Le bilan publié le 1er avril 2026 par le ministère espagnol de la Transition écologique et du Défi démographique (MITECO) porte sur les signalements reçus pendant l’été 2025. Ceux-ci font apparaître une baisse globale en Espagne, une légère hausse par rapport à 2024 en Galice et dans la mer Cantabrique, ainsi qu’une diminution sensible dans le golfe de Cadix et le détroit de Gibraltar. Il ne s’agit donc pas d’un décompte définitif pour l’ensemble de l’année 2026.
En 2026, une carte officielle propre à la Galice est venue compléter celle du golfe de Cadix et du détroit de Gibraltar. Les périodes de vigilance renforcée diffèrent également selon les zones :
• Golfe de Cadix et détroit de Gibraltar : d’avril à août.
• Zones délimitées de Galice : de juillet à octobre.
Les cartes et les avis aux navigateurs évoluent en fonction de la situation. Il convient de consulter les pages officielles du MITECO et de Salvamento Marítimo avant de prendre la mer.
Les recommandations actuellement en vigueur
Les recommandations conjointes du MITECO, de la marine marchande espagnole et de Salvamento Marítimo visent à réduire les risques pour les personnes, les bateaux et les cétacés eux-mêmes. Il s’agit de consignes opérationnelles : elles ne constituent ni des garanties d’assurance ni une interdiction générale de naviguer.
Avant de prendre la mer
• Consulter les cartes de risque, les avis aux navigateurs et les communications
officielles.
• Éviter les zones à haut risque délimitées pendant les périodes indiquées.

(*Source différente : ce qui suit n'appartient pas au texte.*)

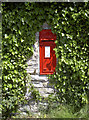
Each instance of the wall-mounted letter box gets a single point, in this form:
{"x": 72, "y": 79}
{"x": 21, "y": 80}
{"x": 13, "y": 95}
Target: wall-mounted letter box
{"x": 47, "y": 54}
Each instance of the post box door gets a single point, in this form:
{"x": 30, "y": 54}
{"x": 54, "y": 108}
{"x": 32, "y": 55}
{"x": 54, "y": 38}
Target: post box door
{"x": 47, "y": 58}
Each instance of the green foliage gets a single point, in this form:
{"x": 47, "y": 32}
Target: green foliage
{"x": 71, "y": 81}
{"x": 70, "y": 22}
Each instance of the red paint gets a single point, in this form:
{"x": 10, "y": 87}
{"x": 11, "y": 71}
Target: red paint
{"x": 48, "y": 64}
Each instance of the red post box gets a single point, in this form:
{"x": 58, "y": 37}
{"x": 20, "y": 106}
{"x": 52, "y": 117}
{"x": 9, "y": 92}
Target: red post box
{"x": 47, "y": 54}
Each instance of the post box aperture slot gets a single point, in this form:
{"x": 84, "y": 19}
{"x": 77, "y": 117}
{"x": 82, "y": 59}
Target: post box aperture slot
{"x": 47, "y": 51}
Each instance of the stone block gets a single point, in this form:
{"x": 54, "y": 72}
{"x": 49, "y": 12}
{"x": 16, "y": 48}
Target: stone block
{"x": 44, "y": 91}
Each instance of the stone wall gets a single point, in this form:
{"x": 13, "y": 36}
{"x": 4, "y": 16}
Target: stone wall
{"x": 40, "y": 82}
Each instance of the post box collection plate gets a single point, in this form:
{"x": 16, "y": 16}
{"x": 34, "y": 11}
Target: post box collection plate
{"x": 47, "y": 54}
{"x": 47, "y": 51}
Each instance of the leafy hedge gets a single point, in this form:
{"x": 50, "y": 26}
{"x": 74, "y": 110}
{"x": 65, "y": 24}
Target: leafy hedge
{"x": 70, "y": 22}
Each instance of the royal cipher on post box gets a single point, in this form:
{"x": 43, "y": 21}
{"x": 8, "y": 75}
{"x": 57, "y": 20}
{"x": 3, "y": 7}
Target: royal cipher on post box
{"x": 47, "y": 54}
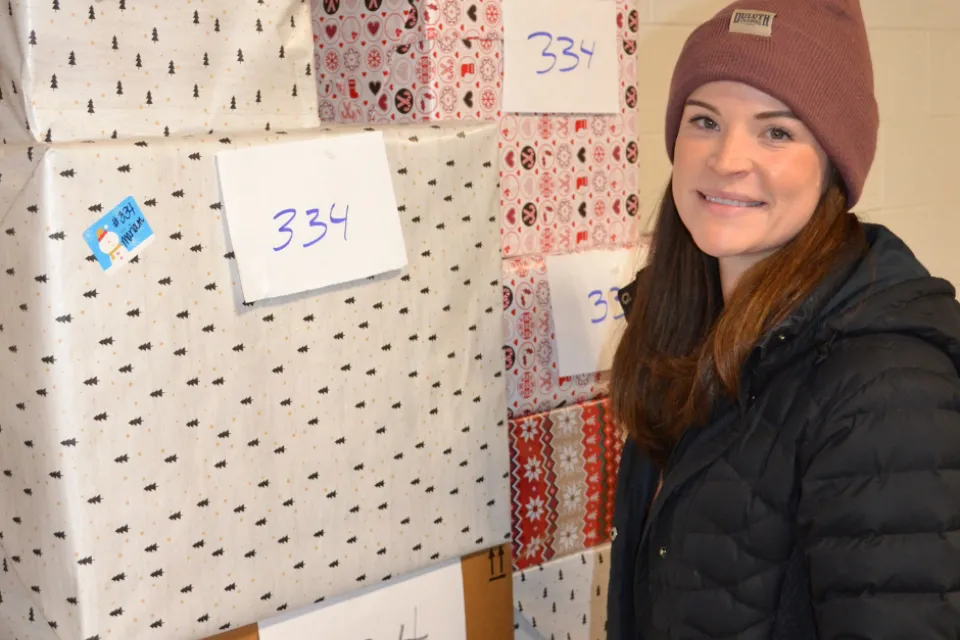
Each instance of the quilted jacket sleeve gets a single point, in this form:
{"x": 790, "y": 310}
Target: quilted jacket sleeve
{"x": 879, "y": 510}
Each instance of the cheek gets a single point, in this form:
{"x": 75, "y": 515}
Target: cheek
{"x": 796, "y": 178}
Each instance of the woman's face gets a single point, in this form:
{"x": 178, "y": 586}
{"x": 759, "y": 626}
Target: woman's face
{"x": 747, "y": 174}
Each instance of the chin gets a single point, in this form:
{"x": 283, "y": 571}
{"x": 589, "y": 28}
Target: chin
{"x": 719, "y": 247}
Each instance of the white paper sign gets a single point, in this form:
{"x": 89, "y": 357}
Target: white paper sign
{"x": 428, "y": 605}
{"x": 560, "y": 56}
{"x": 310, "y": 214}
{"x": 587, "y": 316}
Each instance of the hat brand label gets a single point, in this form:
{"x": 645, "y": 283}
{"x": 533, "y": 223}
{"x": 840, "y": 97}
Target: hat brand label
{"x": 756, "y": 23}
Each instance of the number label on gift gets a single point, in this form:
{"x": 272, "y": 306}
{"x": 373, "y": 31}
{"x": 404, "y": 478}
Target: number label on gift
{"x": 310, "y": 214}
{"x": 567, "y": 52}
{"x": 560, "y": 56}
{"x": 586, "y": 312}
{"x": 603, "y": 302}
{"x": 317, "y": 229}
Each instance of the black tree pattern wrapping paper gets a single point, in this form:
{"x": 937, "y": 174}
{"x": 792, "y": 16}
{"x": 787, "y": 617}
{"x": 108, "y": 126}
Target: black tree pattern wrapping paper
{"x": 174, "y": 462}
{"x": 74, "y": 70}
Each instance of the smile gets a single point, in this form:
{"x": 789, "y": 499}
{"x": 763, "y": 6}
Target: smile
{"x": 729, "y": 202}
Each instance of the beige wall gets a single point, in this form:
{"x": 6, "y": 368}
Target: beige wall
{"x": 914, "y": 186}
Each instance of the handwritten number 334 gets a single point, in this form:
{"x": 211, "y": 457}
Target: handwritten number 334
{"x": 567, "y": 51}
{"x": 313, "y": 214}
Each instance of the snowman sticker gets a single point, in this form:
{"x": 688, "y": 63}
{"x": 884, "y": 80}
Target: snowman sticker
{"x": 119, "y": 235}
{"x": 110, "y": 245}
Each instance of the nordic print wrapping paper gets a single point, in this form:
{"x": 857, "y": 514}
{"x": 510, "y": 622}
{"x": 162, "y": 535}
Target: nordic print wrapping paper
{"x": 92, "y": 70}
{"x": 565, "y": 598}
{"x": 567, "y": 182}
{"x": 173, "y": 462}
{"x": 563, "y": 475}
{"x": 530, "y": 350}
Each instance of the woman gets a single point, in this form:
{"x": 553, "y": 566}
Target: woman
{"x": 788, "y": 377}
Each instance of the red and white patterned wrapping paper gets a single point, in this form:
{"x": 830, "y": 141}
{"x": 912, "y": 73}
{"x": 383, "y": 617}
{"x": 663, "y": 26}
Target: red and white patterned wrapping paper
{"x": 534, "y": 383}
{"x": 567, "y": 182}
{"x": 563, "y": 469}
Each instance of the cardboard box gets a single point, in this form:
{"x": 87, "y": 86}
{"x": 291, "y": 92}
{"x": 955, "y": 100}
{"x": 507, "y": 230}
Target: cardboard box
{"x": 488, "y": 597}
{"x": 178, "y": 461}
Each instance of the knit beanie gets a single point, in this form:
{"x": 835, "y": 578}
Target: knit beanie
{"x": 812, "y": 55}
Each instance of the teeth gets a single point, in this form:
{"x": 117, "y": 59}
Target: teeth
{"x": 732, "y": 203}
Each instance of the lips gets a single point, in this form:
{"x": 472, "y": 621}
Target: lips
{"x": 730, "y": 199}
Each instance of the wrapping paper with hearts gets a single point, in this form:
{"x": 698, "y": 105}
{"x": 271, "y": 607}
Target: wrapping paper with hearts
{"x": 564, "y": 598}
{"x": 563, "y": 475}
{"x": 126, "y": 69}
{"x": 176, "y": 462}
{"x": 567, "y": 183}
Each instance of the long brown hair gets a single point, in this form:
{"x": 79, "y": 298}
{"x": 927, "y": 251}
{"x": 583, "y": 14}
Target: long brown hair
{"x": 683, "y": 346}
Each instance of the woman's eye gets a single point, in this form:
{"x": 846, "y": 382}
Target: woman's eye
{"x": 703, "y": 122}
{"x": 780, "y": 134}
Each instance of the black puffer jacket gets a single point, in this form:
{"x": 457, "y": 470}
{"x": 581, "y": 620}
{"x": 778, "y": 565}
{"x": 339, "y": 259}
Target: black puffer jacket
{"x": 823, "y": 503}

• Planifier une route aussi proche que possible de la côte, tout en respectant
les limites de sécurité.
• Vérifier la VHF, les équipements d’urgence et les numéros d’assistance prévus
par le contrat d’assurance.
Pendant une interaction
• Ne pas arrêter le bateau. La recommandation officielle en vigueur consiste
à se diriger vers la côte ou vers des eaux moins profondes, si cette manœuvre peut être effectuée en toute sécurité.
• Tenir les personnes éloignées des côtés du bateau et les placer dans des zones
protégées contre les chocs, les mouvements brusques et les chutes.

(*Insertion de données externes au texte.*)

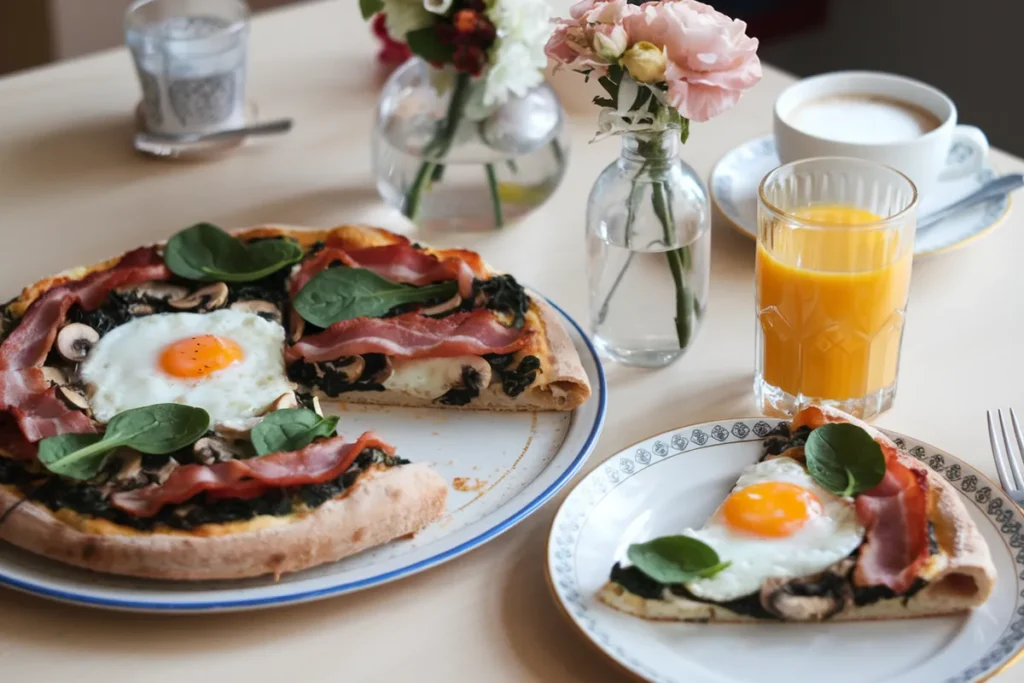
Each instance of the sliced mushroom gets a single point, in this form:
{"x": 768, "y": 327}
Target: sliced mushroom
{"x": 74, "y": 397}
{"x": 139, "y": 309}
{"x": 812, "y": 598}
{"x": 443, "y": 307}
{"x": 159, "y": 476}
{"x": 54, "y": 376}
{"x": 207, "y": 298}
{"x": 210, "y": 450}
{"x": 159, "y": 291}
{"x": 285, "y": 400}
{"x": 260, "y": 307}
{"x": 76, "y": 340}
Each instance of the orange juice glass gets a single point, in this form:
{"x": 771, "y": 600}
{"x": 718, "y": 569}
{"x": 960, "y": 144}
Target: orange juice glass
{"x": 835, "y": 251}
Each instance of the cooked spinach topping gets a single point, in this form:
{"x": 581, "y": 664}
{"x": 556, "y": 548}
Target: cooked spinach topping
{"x": 514, "y": 380}
{"x": 206, "y": 253}
{"x": 467, "y": 391}
{"x": 58, "y": 493}
{"x": 501, "y": 294}
{"x": 330, "y": 378}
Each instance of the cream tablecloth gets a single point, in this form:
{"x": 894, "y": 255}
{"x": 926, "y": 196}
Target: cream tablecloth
{"x": 72, "y": 191}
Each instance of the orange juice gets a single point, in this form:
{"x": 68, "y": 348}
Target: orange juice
{"x": 830, "y": 303}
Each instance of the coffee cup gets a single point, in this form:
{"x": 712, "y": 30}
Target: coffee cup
{"x": 885, "y": 118}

• Signaler l’observation ou l’interaction au centre de coordination de Salvamento
Marítimo le plus proche par VHF, sur le canal 16 ou sur le canal de travail indiqué.
• Il est interdit d’adopter des comportements ou d’utiliser des moyens
dissuasifs susceptibles de tuer, blesser, déranger ou inquiéter les cétacés. Cette protection découle de la loi espagnole 42/2007 et du décret royal 1727/2007 ; aucun dispositif destiné à les éloigner ne doit être improvisé.

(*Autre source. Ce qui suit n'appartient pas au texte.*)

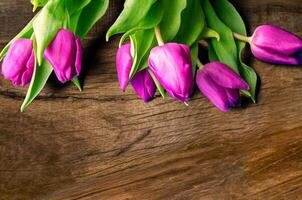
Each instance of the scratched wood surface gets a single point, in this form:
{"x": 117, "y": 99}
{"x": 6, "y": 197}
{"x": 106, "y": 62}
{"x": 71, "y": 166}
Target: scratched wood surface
{"x": 102, "y": 144}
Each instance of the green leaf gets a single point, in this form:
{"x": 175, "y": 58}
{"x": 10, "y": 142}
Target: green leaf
{"x": 229, "y": 15}
{"x": 39, "y": 79}
{"x": 25, "y": 33}
{"x": 225, "y": 49}
{"x": 142, "y": 42}
{"x": 192, "y": 23}
{"x": 73, "y": 6}
{"x": 134, "y": 11}
{"x": 37, "y": 3}
{"x": 151, "y": 20}
{"x": 171, "y": 21}
{"x": 90, "y": 15}
{"x": 158, "y": 85}
{"x": 208, "y": 33}
{"x": 47, "y": 24}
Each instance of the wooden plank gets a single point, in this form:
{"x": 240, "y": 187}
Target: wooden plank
{"x": 102, "y": 144}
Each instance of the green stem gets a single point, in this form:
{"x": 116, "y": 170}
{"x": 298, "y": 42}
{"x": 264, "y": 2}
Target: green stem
{"x": 158, "y": 35}
{"x": 199, "y": 64}
{"x": 242, "y": 38}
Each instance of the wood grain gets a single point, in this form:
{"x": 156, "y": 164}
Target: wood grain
{"x": 102, "y": 144}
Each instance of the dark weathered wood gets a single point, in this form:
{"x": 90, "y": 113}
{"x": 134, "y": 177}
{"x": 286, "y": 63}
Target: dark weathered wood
{"x": 102, "y": 144}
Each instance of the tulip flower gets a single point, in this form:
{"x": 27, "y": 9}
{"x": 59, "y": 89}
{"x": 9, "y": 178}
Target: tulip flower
{"x": 123, "y": 65}
{"x": 144, "y": 85}
{"x": 221, "y": 85}
{"x": 275, "y": 45}
{"x": 18, "y": 64}
{"x": 172, "y": 66}
{"x": 65, "y": 55}
{"x": 141, "y": 82}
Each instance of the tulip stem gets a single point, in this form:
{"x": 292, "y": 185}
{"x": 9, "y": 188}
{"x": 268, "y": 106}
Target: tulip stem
{"x": 242, "y": 37}
{"x": 199, "y": 64}
{"x": 158, "y": 35}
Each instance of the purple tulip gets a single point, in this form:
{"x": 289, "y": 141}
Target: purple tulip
{"x": 275, "y": 45}
{"x": 221, "y": 85}
{"x": 144, "y": 85}
{"x": 65, "y": 55}
{"x": 142, "y": 81}
{"x": 123, "y": 65}
{"x": 18, "y": 65}
{"x": 172, "y": 66}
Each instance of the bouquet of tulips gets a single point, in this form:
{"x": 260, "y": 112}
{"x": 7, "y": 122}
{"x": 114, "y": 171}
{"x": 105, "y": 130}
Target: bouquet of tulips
{"x": 165, "y": 37}
{"x": 51, "y": 42}
{"x": 159, "y": 48}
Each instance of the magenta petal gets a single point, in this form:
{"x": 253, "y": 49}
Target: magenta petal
{"x": 275, "y": 45}
{"x": 214, "y": 92}
{"x": 233, "y": 97}
{"x": 272, "y": 57}
{"x": 27, "y": 75}
{"x": 79, "y": 55}
{"x": 123, "y": 65}
{"x": 172, "y": 66}
{"x": 18, "y": 63}
{"x": 61, "y": 54}
{"x": 144, "y": 85}
{"x": 225, "y": 76}
{"x": 273, "y": 38}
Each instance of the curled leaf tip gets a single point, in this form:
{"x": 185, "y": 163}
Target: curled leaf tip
{"x": 35, "y": 6}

• Prendre des photographies uniquement si cela ne compromet pas la sécurité.
Les images utiles à l’identification peuvent être envoyées à `orcas@sasemar.es`.
Les consignes officielles actuelles diffèrent de certaines instructions obsolètes encore accessibles en ligne, comme celles qui préconisent d’arrêter le bateau ou de lâcher la barre.

L’assurance peut-elle couvrir les dommages liés à une interaction ?
La couverture éventuelle ne peut être évaluée qu’à partir des faits et du contrat applicable. Des expressions telles que « tous risques », « dommages au bateau » ou « assistance en mer » ne recouvrent pas exactement les mêmes garanties dans toutes les polices.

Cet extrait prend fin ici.